Collections as Data: Part to Whole requires that regrantees demonstrate capacity to serve underrepresented communities – a consideration that spans thematic coverage of the collection in question, community buy-in, and a demonstrated commitment to ethical principles that work against the potential for harm. Examples of Part to Whole work addressing your questions include but are not limited to Kim Pham’s effort at the University of Denver to develop a terms of use for collections as data and Amanda Henley and Maria Estorino’s effort at the University of North Carolina Chapel Hill to discover and increase access to Jim Crow laws and other racially-based legislation in North Carolina between Reconstruction and the Civil Rights Movement. 

More broadly, there is so much good work being done. I am super inspired by Dorothy Berry’s advocacy at Harvard, resulting in a 2020-2021 exclusive focus on the digitization of Black American History. I am inspired by the Global Indigenous Data Alliance’s CARE Principles, co-led by Stephanie Russo Carroll and Maui Hudson. A response to the FAIR Principles, CARE problematizes FAIR’s, “focus on characteristics of data that will facilitate increased data sharing among entities while ignoring power differentials and historical contexts.” A CARE principle like indigenous “Authority to Control” presents a difficult and needed challenge to the cultural heritage community. What could it look like for more institutions to relinquish control of collections to their rightful owners? It is not often the case that capital – stolen or not – is returned and I imagine even the most well meaning libraries will struggle mightily within their own hierarchies to make this happen. I appreciate Eun Seo Jo and Timnit Gebru’s effort to bridge the archives community and machine learning community. Attempts to thread the needle on cross-domain work is always tough but it is definitely needed.  T-Kay Sangwand’s Preservation is Political: Enacting Contributive Justice and Decolonizing Transnational Archival Collaborations is a must read. Michelle Caswell’s work – as a whole –  is fundamental to improving efforts in these spaces. 

 

In your Responsible Operations: Data Science, Machine Learning, and AI in Libraries report, you cite Nicole Coleman’s suggestion that, in regard to machine learning, libraries might be better served to “manage bias” rather than attempt (or claim) to eliminate it. Can you talk a little bit more about that framing and why you feel it’s productive in the library world?

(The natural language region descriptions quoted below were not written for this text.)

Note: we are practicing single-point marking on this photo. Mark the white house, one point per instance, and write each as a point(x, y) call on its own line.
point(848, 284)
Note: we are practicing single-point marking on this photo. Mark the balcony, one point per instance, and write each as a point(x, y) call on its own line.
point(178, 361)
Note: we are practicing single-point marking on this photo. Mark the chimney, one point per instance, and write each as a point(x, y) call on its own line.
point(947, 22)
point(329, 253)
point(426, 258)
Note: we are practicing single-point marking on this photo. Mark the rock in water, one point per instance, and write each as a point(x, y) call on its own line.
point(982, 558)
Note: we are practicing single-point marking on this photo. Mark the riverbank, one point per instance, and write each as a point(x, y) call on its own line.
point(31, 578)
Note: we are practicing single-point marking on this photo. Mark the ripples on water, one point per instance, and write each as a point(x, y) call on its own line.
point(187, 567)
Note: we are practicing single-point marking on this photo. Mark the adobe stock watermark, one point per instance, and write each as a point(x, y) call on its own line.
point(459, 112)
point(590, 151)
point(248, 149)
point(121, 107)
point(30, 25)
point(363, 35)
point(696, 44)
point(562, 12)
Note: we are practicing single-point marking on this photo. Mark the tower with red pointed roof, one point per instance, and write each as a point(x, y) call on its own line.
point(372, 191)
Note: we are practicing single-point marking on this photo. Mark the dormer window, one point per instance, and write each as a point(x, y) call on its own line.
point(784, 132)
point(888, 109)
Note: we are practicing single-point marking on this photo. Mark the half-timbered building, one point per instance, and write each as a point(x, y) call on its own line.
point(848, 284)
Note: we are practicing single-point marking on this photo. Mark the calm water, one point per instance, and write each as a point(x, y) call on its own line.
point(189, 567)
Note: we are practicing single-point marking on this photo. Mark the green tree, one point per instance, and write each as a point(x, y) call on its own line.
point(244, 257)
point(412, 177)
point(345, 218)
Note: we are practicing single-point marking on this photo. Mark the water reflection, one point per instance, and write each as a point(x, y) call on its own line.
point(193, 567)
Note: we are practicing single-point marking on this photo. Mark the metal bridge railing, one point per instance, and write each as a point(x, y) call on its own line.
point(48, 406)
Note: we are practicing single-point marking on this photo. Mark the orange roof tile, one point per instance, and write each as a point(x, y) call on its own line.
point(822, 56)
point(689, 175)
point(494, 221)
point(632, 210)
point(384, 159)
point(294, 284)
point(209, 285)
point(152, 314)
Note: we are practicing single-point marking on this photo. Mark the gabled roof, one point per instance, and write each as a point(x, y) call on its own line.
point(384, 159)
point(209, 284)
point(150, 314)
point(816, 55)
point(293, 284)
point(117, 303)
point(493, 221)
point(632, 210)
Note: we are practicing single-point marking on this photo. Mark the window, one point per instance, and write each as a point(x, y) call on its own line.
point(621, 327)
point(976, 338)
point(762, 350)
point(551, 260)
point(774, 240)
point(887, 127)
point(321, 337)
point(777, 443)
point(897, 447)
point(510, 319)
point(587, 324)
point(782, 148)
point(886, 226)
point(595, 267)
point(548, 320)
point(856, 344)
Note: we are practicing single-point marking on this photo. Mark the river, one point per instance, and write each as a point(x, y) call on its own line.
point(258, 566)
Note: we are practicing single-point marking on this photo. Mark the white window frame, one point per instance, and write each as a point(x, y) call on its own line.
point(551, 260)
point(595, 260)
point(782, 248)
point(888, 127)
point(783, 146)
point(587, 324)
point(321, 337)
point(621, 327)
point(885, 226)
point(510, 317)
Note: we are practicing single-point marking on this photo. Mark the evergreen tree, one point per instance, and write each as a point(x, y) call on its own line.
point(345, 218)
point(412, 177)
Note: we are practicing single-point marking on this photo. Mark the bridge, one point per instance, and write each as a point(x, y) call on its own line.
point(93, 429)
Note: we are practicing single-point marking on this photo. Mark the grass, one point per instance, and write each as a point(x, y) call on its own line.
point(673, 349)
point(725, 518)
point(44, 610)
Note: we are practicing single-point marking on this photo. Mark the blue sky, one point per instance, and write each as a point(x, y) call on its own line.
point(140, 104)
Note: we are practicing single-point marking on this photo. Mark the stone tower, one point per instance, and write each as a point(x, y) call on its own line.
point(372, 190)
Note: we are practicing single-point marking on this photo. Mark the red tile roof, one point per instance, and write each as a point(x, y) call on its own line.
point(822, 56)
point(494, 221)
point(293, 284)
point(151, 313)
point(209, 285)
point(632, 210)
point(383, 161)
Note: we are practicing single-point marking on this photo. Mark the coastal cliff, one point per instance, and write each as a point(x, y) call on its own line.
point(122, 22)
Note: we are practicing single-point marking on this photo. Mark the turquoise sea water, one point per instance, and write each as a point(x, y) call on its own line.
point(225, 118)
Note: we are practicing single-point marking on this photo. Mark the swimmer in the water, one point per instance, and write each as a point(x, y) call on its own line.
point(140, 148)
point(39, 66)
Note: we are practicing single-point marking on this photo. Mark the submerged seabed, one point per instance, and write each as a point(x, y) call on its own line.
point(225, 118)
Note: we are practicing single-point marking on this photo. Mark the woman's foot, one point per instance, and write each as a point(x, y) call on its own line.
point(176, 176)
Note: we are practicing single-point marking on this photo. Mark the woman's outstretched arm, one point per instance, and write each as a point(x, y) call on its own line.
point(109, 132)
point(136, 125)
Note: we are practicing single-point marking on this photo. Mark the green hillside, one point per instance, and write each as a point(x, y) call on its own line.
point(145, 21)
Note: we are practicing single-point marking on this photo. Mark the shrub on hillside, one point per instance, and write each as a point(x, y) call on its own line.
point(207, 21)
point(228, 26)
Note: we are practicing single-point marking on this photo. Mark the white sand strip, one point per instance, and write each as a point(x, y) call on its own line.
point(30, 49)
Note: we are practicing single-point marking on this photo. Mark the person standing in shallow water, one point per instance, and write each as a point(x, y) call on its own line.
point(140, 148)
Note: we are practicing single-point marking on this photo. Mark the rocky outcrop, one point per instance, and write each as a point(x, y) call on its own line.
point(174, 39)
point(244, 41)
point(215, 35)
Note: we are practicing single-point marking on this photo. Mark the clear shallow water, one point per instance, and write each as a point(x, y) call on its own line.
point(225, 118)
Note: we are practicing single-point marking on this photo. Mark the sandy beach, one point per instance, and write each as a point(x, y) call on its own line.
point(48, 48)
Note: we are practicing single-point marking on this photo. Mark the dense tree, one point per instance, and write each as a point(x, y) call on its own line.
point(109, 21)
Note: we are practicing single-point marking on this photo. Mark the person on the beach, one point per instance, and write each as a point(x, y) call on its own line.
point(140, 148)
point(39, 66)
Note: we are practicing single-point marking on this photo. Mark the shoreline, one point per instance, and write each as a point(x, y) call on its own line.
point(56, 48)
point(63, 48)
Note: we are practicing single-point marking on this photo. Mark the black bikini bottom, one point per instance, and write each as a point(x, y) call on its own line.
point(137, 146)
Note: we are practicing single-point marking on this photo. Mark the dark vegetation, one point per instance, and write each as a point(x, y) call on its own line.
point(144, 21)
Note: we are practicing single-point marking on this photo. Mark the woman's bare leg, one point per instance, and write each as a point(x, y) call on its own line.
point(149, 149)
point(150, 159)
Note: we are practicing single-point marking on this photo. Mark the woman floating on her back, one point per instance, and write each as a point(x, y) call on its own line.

I think people heard enough from me about it in Responsible Operations. I encourage folks to read Nicole’s subsequently published article, Managing Bias When Library Collections Become Data

 

What do you think the role for library and information professionals is in larger conversations about “endangering data” and algorithmic and data justice?

I think there are many of us doing this work. While former Illinois University Librarian Paula Kaufman’s testimony before Congress (pg. 77) against a Federal surveillance program gives me chills every time I read it, I often end up thinking about what combination of colleagues, mentors, institutional culture, and personal and professional ethics were in place to make that act of bravery possible. That naturally leads to thinking about what it would take to cultivate similarly principled acts, large and small, among my colleagues. That seems like a promising road to head down. 

 

Is there anything else you want to add, or any work or other projects you want readers to know about?

I appreciate the opportunity to share thoughts during Endangered Data Week. In addition to the people and projects mentioned above, I encourage folks to check out the Indigenous Protocol and Artificial Intelligence Position Paper; Mozilla’s recent work on Data for Empowerment, and Ruha Benjamin’s incredibly powerful Data4BlackLives keynote.